/cdn.vox-cdn.com/uploads/chorus_image/image/54299301/actual_1364388007.0.jpg)


As anyone who's played the game can attest, it features enough details-like roaming pedestrians and animals, a variety of weather conditions, and complex traffic patterns-to roughly simulate a normal day of real-life driving. Over at Bloomberg Tech, Dana Hull reports that scientists from Germany's Darmstadt University of Technology and Intel Labs have devised a way to feed "visual information" from GTA V into the self-driving software being tested. Self-driving car developers need to put their software in unpredictable real-world situations, sharing the road with unpredictable human drivers, to help the systems anticipate unusual situations.Īnd at least one company is turning to the hit video game Grand Theft Auto V for help.

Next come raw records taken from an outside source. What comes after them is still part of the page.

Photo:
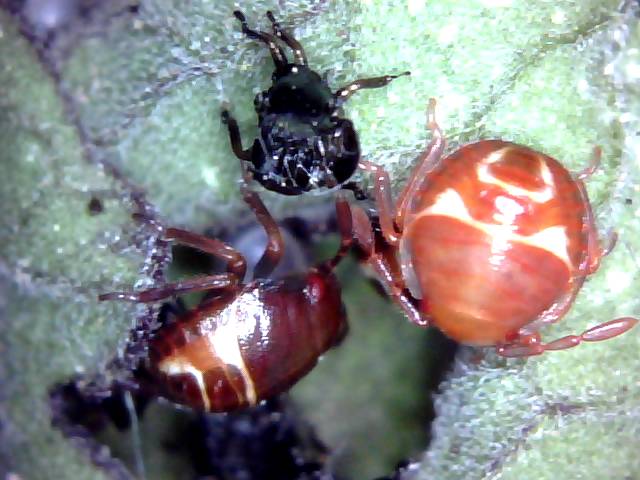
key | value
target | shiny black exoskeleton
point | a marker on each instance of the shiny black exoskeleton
(304, 144)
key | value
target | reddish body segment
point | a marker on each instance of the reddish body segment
(502, 223)
(495, 241)
(244, 342)
(235, 351)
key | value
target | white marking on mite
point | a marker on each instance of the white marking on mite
(539, 196)
(552, 239)
(180, 366)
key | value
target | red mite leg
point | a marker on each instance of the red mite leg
(428, 160)
(211, 282)
(595, 251)
(599, 333)
(392, 282)
(384, 203)
(275, 245)
(392, 218)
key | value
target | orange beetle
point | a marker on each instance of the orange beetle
(488, 244)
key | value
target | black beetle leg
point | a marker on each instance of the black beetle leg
(234, 136)
(343, 94)
(277, 53)
(299, 57)
(357, 190)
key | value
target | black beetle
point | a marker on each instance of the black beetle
(304, 144)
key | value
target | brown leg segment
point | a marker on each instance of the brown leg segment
(343, 94)
(275, 245)
(345, 225)
(236, 263)
(234, 137)
(524, 347)
(223, 281)
(428, 160)
(299, 57)
(279, 58)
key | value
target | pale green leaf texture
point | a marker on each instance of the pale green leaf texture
(561, 76)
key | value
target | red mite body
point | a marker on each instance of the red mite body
(494, 240)
(244, 342)
(504, 224)
(233, 352)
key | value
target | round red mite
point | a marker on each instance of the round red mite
(244, 342)
(488, 244)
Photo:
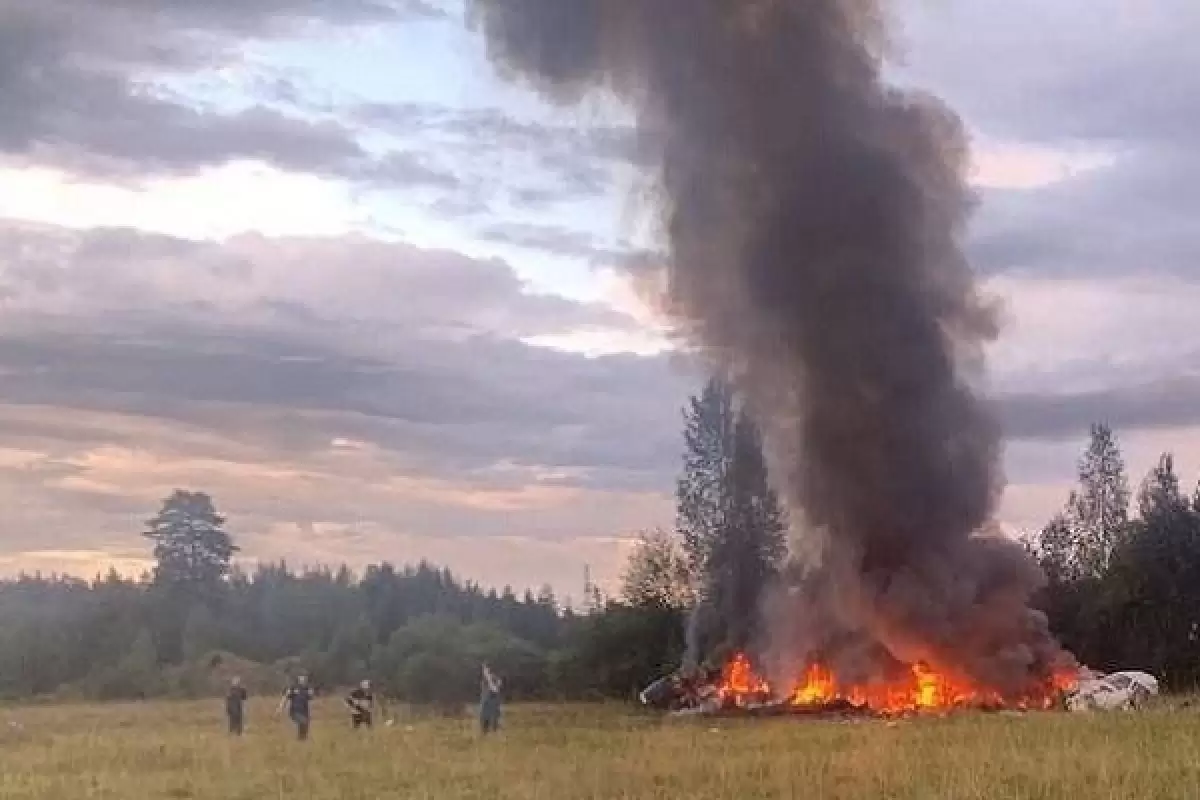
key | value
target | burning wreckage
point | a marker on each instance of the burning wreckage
(738, 690)
(811, 223)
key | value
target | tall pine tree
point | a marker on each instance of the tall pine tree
(1099, 510)
(191, 546)
(729, 517)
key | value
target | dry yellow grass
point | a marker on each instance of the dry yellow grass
(179, 751)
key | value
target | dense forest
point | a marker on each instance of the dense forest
(1123, 584)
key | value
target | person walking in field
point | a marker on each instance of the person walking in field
(298, 701)
(235, 707)
(490, 702)
(361, 704)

The addition of GTA V is a significant improvement over racing Flash games and opens the door to computer vision and autonomous car researchers.The trickiest thing with autonomous cars is testing them in real-world situations. OpenAI’s Universe came about late last year to address some of this market need, launching with Atari 2600 games, 1,000 flash games and 80 browser environments to help democratize access to training resources. Companies like Udacity have been steadily releasing real-world driving data, but community needs to continue to grow in volume and specificity. Large tech companies and startups alike are digging around for nifty training methods that can reduce the barriers to getting in the self-driving car game and make annotations less of a pain. Training AI frameworks on synthetic data is all the rage these days. The collaboration will cut the once day-long setup time down to just 20 minutes. But today, the work is being integrated and open-sourced with OpenAI’s Universe. The DeepDrive project has made it possible to use Grand Theft Auto to train self-driving cars for some time now.